I will also make sure that links to the audiofiles appear on a new page accessible from the tab bar — a link to Podcast No. 1 is already there. In general, I will try to alert readers to the appearance of a new podcast — assuming that there are more to come — in the form of a post on the Duck; those posts will also be a good place for feedback and commentary.

Second, I am excited to let you all know that I have agreed to become the interviewer for a Science Fiction and Fantasy channel at the New Books Network (NBN). There is a stub channel already in existence (it consists of a cross-post from a different channel). The “real” channel won’t be live for at least a month, as I’m trying to “bank” interviews to provide a cushion for regular updates at launch. I’m thrilled, and more than a little humbled, by the quality of the authors who have already agreed — whether in principle or in practice — to appear on the podcast. 

I hope the synergistic character of the two items is already apparent. I’ve got shiny new equipment for the NBN interviews, and it seems a shame not to get more use out of it.
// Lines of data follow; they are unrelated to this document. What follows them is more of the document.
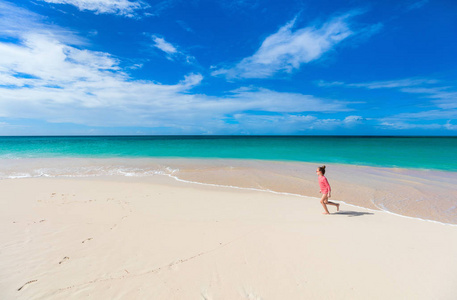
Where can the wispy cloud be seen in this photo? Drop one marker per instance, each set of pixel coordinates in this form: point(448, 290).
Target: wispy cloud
point(289, 48)
point(172, 52)
point(118, 7)
point(416, 4)
point(444, 97)
point(43, 76)
point(163, 45)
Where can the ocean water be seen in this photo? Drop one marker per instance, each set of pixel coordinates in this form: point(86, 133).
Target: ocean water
point(409, 176)
point(434, 153)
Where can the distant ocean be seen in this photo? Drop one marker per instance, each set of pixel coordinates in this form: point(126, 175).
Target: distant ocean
point(434, 153)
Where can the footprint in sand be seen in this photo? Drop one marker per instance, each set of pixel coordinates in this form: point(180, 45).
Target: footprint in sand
point(64, 260)
point(28, 282)
point(88, 239)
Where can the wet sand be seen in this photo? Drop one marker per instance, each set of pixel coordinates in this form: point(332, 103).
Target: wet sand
point(157, 238)
point(424, 194)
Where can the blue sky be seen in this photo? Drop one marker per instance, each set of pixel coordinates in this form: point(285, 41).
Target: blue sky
point(95, 67)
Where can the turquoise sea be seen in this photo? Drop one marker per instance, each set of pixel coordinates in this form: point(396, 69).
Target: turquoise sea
point(435, 153)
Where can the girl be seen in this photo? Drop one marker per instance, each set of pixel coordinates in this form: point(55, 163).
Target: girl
point(325, 190)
At the same time, I’ve got a lot of work to do to become an effective interviewer (cf. the first Duck podcast, in which PTJ and I talk too fast and I seem to be operating with a -5 coherence penalty). Thus, the more chances I get to podcast the better. 

What do I have in mind for the Duck? Interviews and discussions among the Duck crew for a start. Maybe some interviews with authors of IR books. Perhaps we can get some of our field’s “big names,” let alone young and up-and-coming scholars, to have a brief, recorded chat with us. 

While the NBN channel will be updated on a schedule, I am not sure that this will be possible at the Duck due to the multiple demands on all of our time. Of course, this may prove another failed experiment. We will see. 

PS: if you have comments on the first podcast or what you’d like to see hear in future ones, leave them here.